On the back of a well-received CNN town hall in March that elevated his status in insider circles, Buttigieg’s exploratory committee raised $7 million in the year’s first quarter, and a recent Quinnipiac University poll measured him at 4 percent support, tying him with Sen. Elizabeth Warren and outpacing high-profile names such as Sens. Cory Booker, Amy Klobuchar and Kirsten Gillibrand.
Prior to the launch of his exploratory committee in January, Buttigieg was perhaps best known outside of Indiana for an unsuccessful bid to be chair of the Democratic National Committee in early 2017. But even with that marginal notoriety, he has had to wholly introduce himself to the majority voters of in 2019, with Thursday’s video joking that his efforts have included pronunciation lessons.

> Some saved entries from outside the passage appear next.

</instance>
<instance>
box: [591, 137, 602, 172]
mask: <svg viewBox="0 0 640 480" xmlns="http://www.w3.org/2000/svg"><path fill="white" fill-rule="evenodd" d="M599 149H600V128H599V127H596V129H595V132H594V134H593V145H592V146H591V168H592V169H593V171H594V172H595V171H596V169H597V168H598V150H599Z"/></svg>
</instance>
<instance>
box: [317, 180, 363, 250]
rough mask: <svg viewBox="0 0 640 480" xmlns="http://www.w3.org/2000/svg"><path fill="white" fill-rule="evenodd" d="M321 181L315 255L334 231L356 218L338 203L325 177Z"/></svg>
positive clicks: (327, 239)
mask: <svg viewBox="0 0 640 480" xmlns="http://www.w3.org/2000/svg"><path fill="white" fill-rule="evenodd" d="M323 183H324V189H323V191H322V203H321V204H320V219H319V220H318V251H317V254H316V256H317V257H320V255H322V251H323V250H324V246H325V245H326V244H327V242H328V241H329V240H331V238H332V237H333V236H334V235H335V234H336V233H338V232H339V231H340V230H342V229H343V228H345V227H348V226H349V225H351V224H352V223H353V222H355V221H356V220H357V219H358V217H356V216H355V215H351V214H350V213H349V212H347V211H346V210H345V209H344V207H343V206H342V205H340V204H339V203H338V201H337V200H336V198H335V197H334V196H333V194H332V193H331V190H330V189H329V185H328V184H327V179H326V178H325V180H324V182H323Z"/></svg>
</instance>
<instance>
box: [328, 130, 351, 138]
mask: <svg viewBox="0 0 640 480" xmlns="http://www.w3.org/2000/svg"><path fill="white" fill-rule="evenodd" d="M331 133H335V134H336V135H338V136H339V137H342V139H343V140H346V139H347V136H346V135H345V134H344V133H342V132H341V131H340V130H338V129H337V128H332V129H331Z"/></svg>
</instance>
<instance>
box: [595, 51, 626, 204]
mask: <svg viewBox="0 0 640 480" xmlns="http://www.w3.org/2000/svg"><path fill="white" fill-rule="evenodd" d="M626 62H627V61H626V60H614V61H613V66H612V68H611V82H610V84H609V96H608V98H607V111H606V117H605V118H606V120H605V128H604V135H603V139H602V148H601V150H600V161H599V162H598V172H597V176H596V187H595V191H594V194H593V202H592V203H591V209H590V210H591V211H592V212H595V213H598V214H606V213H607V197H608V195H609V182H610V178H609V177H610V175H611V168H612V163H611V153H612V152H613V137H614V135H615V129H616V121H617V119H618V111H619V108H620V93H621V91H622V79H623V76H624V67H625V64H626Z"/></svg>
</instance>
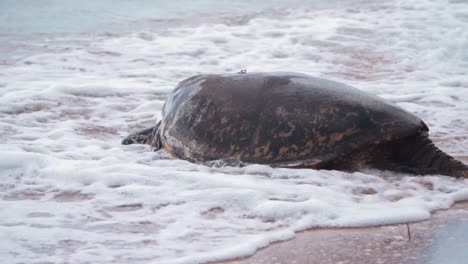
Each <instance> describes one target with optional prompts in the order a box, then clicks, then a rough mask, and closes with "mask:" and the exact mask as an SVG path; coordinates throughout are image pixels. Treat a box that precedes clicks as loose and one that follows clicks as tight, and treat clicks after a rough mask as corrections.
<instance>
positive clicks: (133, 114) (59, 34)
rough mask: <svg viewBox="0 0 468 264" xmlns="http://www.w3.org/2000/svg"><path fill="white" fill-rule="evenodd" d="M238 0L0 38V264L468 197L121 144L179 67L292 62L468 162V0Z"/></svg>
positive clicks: (241, 236)
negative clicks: (273, 168) (199, 158)
mask: <svg viewBox="0 0 468 264" xmlns="http://www.w3.org/2000/svg"><path fill="white" fill-rule="evenodd" d="M5 3H7V4H11V2H9V1H5V2H2V4H5ZM53 3H55V4H57V2H53ZM125 3H127V4H129V3H130V2H125ZM206 3H207V4H206V5H207V6H211V5H210V3H211V2H209V1H207V2H206ZM241 3H243V4H245V3H248V2H241ZM129 5H131V4H129ZM230 6H231V5H227V7H226V9H221V10H219V11H218V9H216V10H212V9H208V10H202V11H194V13H190V12H189V13H190V15H185V14H179V15H175V16H170V17H161V16H159V15H155V17H152V11H151V12H149V11H148V13H147V12H146V11H145V10H142V9H141V8H140V7H135V6H131V7H128V8H127V7H126V6H125V5H122V6H120V8H121V10H124V9H128V10H141V12H142V13H143V15H141V16H139V15H136V16H135V17H131V18H129V19H115V20H112V19H111V20H109V21H110V24H112V25H117V26H116V27H117V28H118V29H125V30H112V29H110V28H107V27H106V26H105V25H104V24H106V23H107V22H106V21H104V22H102V21H99V22H96V23H94V22H93V23H92V21H87V22H86V23H83V25H87V24H88V22H89V24H90V25H91V26H90V27H83V28H81V27H80V28H78V29H75V28H73V27H70V25H74V24H76V22H70V23H71V24H70V25H66V23H68V22H65V21H64V25H63V28H62V29H60V30H49V31H47V30H46V31H47V32H41V30H38V29H36V28H32V29H31V28H30V27H29V26H27V25H26V26H25V29H24V31H22V33H21V32H20V33H18V34H16V33H15V30H13V31H11V30H4V29H2V30H1V31H0V32H1V38H4V39H6V40H8V41H6V42H1V44H0V54H2V57H1V59H0V138H1V139H2V149H1V151H0V170H1V175H3V176H4V180H3V181H2V183H0V211H1V212H2V214H3V215H4V217H3V218H2V219H0V236H1V237H3V238H4V239H3V241H2V242H1V246H0V256H1V257H2V259H8V260H12V262H13V263H21V262H27V263H31V262H34V261H37V262H47V261H49V262H67V261H68V262H72V263H87V262H89V263H109V262H124V263H127V262H132V263H148V262H150V261H152V262H155V263H197V262H204V261H208V260H220V259H225V258H229V257H237V256H243V255H248V254H251V253H253V252H254V251H255V249H256V248H258V247H262V246H265V245H267V244H269V243H271V242H273V241H279V240H285V239H289V238H291V237H293V236H294V232H296V231H298V230H303V229H306V228H310V227H316V226H323V227H333V226H346V227H350V226H372V225H380V224H389V223H402V222H407V221H419V220H423V219H427V218H429V217H430V212H431V211H433V210H436V209H441V208H447V207H450V206H451V205H452V204H453V203H454V202H455V201H460V200H466V199H468V182H467V181H466V180H465V181H463V180H455V179H452V178H449V177H443V176H437V175H436V176H426V177H412V176H408V175H399V174H398V175H397V174H394V173H389V172H381V171H365V172H356V173H344V172H339V171H314V170H291V169H273V168H270V167H268V166H261V165H250V166H247V167H242V168H239V167H229V166H225V167H221V168H212V167H207V166H204V165H198V164H192V163H189V162H186V161H181V160H174V159H172V158H171V157H170V156H169V155H168V154H167V153H164V152H152V151H150V148H149V147H148V146H138V145H131V146H122V145H120V141H121V139H122V138H123V137H124V136H126V135H127V134H128V133H130V132H132V131H135V130H138V129H141V128H144V127H149V126H151V125H153V124H155V122H156V121H157V120H158V119H159V118H160V115H161V113H160V110H161V107H162V105H163V103H164V99H165V98H166V95H167V93H168V92H170V91H171V89H172V88H173V87H174V86H175V85H176V84H177V83H178V82H179V81H181V80H182V79H184V78H186V77H189V76H192V75H195V74H198V73H225V72H238V71H239V70H241V69H247V70H248V71H249V72H253V71H297V72H303V73H306V74H311V75H314V76H319V77H325V78H329V79H333V80H336V81H342V82H345V83H347V84H351V85H354V86H356V87H358V88H361V89H364V90H367V91H370V92H372V93H375V94H378V95H380V96H382V97H384V98H387V99H388V100H390V101H392V102H394V103H396V104H397V105H399V106H401V107H403V108H405V109H407V110H409V111H411V112H413V113H415V114H416V115H418V116H419V117H421V118H422V119H423V120H425V122H426V123H427V124H428V126H429V127H430V128H431V138H432V139H433V140H434V141H435V142H436V143H437V144H438V145H439V146H440V147H441V148H442V149H444V150H445V151H447V152H448V153H450V154H452V155H455V156H457V157H460V158H462V159H464V160H465V161H466V160H467V159H466V157H468V152H467V149H468V139H467V138H468V133H467V131H468V125H467V124H468V116H467V115H466V114H467V113H468V76H467V75H466V72H467V71H468V53H467V50H468V49H467V45H468V42H467V40H468V37H467V34H468V33H467V32H468V30H467V26H466V25H467V23H466V21H467V20H466V18H467V17H468V16H467V14H466V11H465V10H468V4H467V3H464V2H462V1H425V0H418V1H412V2H411V4H410V3H406V2H400V1H387V2H385V3H383V2H380V1H356V3H352V4H351V3H348V4H344V3H342V2H328V1H327V4H323V5H321V4H320V3H319V4H317V5H311V6H308V7H306V8H304V7H298V6H297V5H295V4H291V5H290V6H289V5H288V8H284V5H275V4H271V5H265V6H259V7H258V8H257V7H256V8H253V9H249V8H247V9H245V8H243V7H242V6H241V7H240V8H238V9H236V11H233V10H232V9H230V8H231V7H230ZM157 7H158V6H151V7H148V8H147V10H154V9H157ZM61 8H63V10H64V11H63V12H64V13H63V14H65V13H66V12H65V10H68V9H67V7H64V6H57V7H54V8H52V7H51V8H50V10H58V11H60V10H62V9H61ZM196 8H201V7H196ZM88 9H89V8H88V7H87V6H86V5H84V6H83V10H88ZM176 9H177V8H176ZM194 9H195V7H194ZM1 10H3V11H2V12H5V11H4V10H8V12H16V11H15V10H16V9H14V8H12V9H1ZM72 10H73V8H72ZM97 10H99V8H97ZM168 10H169V9H168ZM23 11H24V10H22V11H21V12H23ZM205 11H208V15H200V14H201V13H206V12H205ZM21 12H20V13H21ZM51 12H52V11H51ZM129 13H132V12H129ZM163 13H164V12H163ZM167 13H168V14H171V11H168V12H167ZM11 14H14V13H9V14H8V15H7V16H5V13H0V16H1V17H2V19H5V17H6V18H8V17H9V16H11ZM27 14H28V13H27V12H26V14H25V15H23V16H27ZM63 14H62V13H61V14H60V15H63ZM193 14H195V15H193ZM19 17H21V16H19ZM84 17H85V18H88V17H95V16H94V15H91V16H87V15H86V12H85V15H84ZM73 19H76V20H79V21H80V20H86V19H79V18H73ZM73 19H72V20H73ZM38 20H39V19H38ZM46 20H47V22H44V23H46V24H47V23H50V21H49V20H50V18H47V19H46ZM52 20H53V19H52ZM59 20H60V19H59ZM104 20H105V19H104ZM39 22H40V21H38V25H37V27H38V28H39V29H42V28H45V27H44V26H40V24H39ZM41 23H42V22H41ZM54 23H56V22H55V21H54ZM57 23H58V22H57ZM2 25H4V24H2ZM94 25H99V28H94ZM75 26H76V25H75ZM21 27H22V25H19V26H18V25H14V23H13V25H11V28H21ZM58 27H61V26H60V25H59V26H58ZM113 28H115V27H113ZM102 29H105V30H102ZM28 30H29V32H28ZM5 32H6V33H5ZM12 32H13V33H12Z"/></svg>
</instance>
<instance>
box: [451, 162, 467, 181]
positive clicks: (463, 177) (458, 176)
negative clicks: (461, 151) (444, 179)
mask: <svg viewBox="0 0 468 264" xmlns="http://www.w3.org/2000/svg"><path fill="white" fill-rule="evenodd" d="M453 174H454V176H455V177H457V178H462V179H468V166H466V165H465V169H462V170H457V171H455V172H454V173H453Z"/></svg>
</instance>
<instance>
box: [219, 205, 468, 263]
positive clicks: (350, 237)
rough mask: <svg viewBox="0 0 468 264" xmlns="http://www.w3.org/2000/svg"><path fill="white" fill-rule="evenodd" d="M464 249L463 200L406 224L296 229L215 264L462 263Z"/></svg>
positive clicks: (467, 255) (464, 244) (463, 257)
mask: <svg viewBox="0 0 468 264" xmlns="http://www.w3.org/2000/svg"><path fill="white" fill-rule="evenodd" d="M408 227H409V231H410V232H408ZM459 248H461V249H459ZM463 248H465V250H463ZM467 249H468V202H463V203H457V204H455V205H454V206H452V208H450V209H448V210H440V211H437V212H435V213H434V214H433V216H432V217H431V219H430V220H427V221H422V222H416V223H410V224H408V225H406V224H400V225H388V226H379V227H366V228H322V229H314V230H307V231H304V232H299V233H297V234H296V237H295V238H294V239H291V240H289V241H284V242H278V243H274V244H272V245H270V246H268V247H266V248H263V249H260V250H258V251H257V252H256V253H255V254H254V255H253V256H250V257H246V258H240V259H235V260H230V261H224V262H218V264H254V263H255V264H263V263H265V264H266V263H268V264H283V263H288V264H289V263H291V264H305V263H307V264H328V263H334V264H337V263H339V264H346V263H360V264H367V263H369V264H370V263H372V264H374V263H382V264H383V263H402V264H405V263H408V264H415V263H417V264H419V263H421V264H422V263H424V264H426V263H434V264H435V263H437V264H448V263H467V262H463V261H467V259H468V250H467Z"/></svg>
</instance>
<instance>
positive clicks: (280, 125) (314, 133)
mask: <svg viewBox="0 0 468 264" xmlns="http://www.w3.org/2000/svg"><path fill="white" fill-rule="evenodd" d="M427 130H428V129H427V126H426V125H425V124H424V123H423V121H421V120H420V119H419V118H418V117H416V116H414V115H413V114H411V113H409V112H407V111H405V110H403V109H401V108H399V107H397V106H395V105H392V104H390V103H388V102H386V101H385V100H383V99H381V98H379V97H376V96H374V95H371V94H368V93H365V92H363V91H360V90H358V89H356V88H353V87H351V86H347V85H344V84H341V83H337V82H333V81H328V80H324V79H320V78H315V77H311V76H308V75H303V74H295V73H254V74H229V75H199V76H194V77H191V78H189V79H187V80H184V81H182V82H181V83H180V84H179V85H178V86H177V87H176V88H175V89H174V91H173V92H172V94H171V95H170V96H169V98H168V99H167V101H166V103H165V105H164V107H163V120H162V123H161V127H160V130H159V131H160V135H161V140H162V142H163V146H164V148H165V149H166V150H167V151H169V152H170V153H172V154H173V155H174V156H176V157H178V158H182V159H187V160H191V161H208V160H217V159H223V158H229V157H235V158H238V159H240V160H241V161H244V162H252V163H265V164H273V165H275V164H276V165H279V166H310V167H316V166H318V165H319V164H321V163H323V162H329V161H333V160H334V159H337V158H339V157H343V156H346V155H349V154H351V153H352V152H353V151H356V150H359V149H362V148H366V147H369V146H372V145H376V144H379V143H382V142H385V141H391V140H395V139H399V138H404V137H408V136H410V135H414V134H416V133H418V132H421V131H427Z"/></svg>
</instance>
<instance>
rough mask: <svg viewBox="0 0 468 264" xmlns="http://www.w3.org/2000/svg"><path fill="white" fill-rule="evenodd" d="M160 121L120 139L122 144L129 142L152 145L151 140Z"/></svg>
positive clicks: (129, 143)
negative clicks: (157, 123) (152, 126)
mask: <svg viewBox="0 0 468 264" xmlns="http://www.w3.org/2000/svg"><path fill="white" fill-rule="evenodd" d="M160 124H161V122H158V124H156V126H154V127H150V128H147V129H145V130H141V131H137V132H134V133H132V134H130V135H128V136H127V137H126V138H124V140H122V145H130V144H148V145H153V141H154V139H155V137H156V134H157V132H158V128H159V125H160Z"/></svg>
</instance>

“Our first hurdle was simple,” Buttigieg says, leading into a graphic of the phoenetic spelling of his last name (Boot-edge-edge) as clips of incorrect attempts to say it play in the background.

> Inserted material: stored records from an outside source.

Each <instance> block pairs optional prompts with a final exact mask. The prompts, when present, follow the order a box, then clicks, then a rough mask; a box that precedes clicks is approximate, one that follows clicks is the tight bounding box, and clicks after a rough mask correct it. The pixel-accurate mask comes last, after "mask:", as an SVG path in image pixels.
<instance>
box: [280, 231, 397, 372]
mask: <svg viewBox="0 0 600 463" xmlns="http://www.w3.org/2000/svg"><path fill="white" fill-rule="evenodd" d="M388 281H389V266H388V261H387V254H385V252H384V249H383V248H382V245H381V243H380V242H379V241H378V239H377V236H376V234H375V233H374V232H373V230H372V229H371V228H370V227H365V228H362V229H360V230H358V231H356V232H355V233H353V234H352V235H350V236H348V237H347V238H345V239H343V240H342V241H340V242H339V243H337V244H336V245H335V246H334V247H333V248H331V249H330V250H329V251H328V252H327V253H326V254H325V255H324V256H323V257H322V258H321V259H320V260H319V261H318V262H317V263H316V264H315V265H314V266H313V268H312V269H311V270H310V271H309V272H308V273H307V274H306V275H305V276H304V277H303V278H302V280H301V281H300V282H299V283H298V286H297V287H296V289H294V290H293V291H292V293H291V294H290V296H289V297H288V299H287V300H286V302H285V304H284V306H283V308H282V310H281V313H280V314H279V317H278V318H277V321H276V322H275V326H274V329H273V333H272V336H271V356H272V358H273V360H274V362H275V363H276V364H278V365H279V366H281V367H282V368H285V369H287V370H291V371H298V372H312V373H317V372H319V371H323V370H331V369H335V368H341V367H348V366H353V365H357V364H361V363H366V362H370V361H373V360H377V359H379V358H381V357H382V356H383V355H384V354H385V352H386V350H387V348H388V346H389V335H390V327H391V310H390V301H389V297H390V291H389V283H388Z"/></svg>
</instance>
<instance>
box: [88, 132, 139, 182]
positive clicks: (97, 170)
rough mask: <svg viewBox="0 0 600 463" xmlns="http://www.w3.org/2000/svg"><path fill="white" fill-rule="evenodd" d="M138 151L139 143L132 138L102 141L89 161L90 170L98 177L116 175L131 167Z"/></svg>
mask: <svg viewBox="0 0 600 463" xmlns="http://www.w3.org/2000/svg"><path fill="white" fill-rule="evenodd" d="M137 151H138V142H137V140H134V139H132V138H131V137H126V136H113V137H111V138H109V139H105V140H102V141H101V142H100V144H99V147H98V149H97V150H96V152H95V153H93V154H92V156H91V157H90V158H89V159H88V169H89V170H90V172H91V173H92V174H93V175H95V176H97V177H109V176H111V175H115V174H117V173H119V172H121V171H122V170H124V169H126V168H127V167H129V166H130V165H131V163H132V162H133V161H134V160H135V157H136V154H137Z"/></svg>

(MORE: Buttigieg officiates a hometown wedding on day off from the campaign trail)As part of Buttigieg’s pitch to voters, he has argued that as the second-term mayor of South Bend -- Indiana’s fourth-largest city by population and the home to Notre Dame University -- he has more political executive experience than both Trump and Pence had during the 2016 campaign. He has paired his pitch with the notion that American politics are due for a generational shift.
“We would be well-served if Washington started to look more like our best-run cities and towns,” Buttigieg said during the CNN town hall and repeated again on "GMA."
Additional interviews with Stephen Colbert and on "The Breakfast Club" radio show to start his campaign have led to increased awareness of the mayor, his personal life (Buttigieg is gay, knows multiple languages and speaks openly about his Christian faith) and his packed resume -- prior to earning his Rhodes Scholarship, Buttigieg attended Harvard, and he worked as a consultant for John Kerry's 2004 presidential campaign before enlisting in the Navy Reserve, serving in Afghanistan and moving home to his native South Bend.
In his video, Buttigieg further outlines a few of the goals of his potential candidacy, seeking supporters who want to "make our politics more honest," "fix our democracy," "defend racial justice," "look forward to the future" and "bring generations together."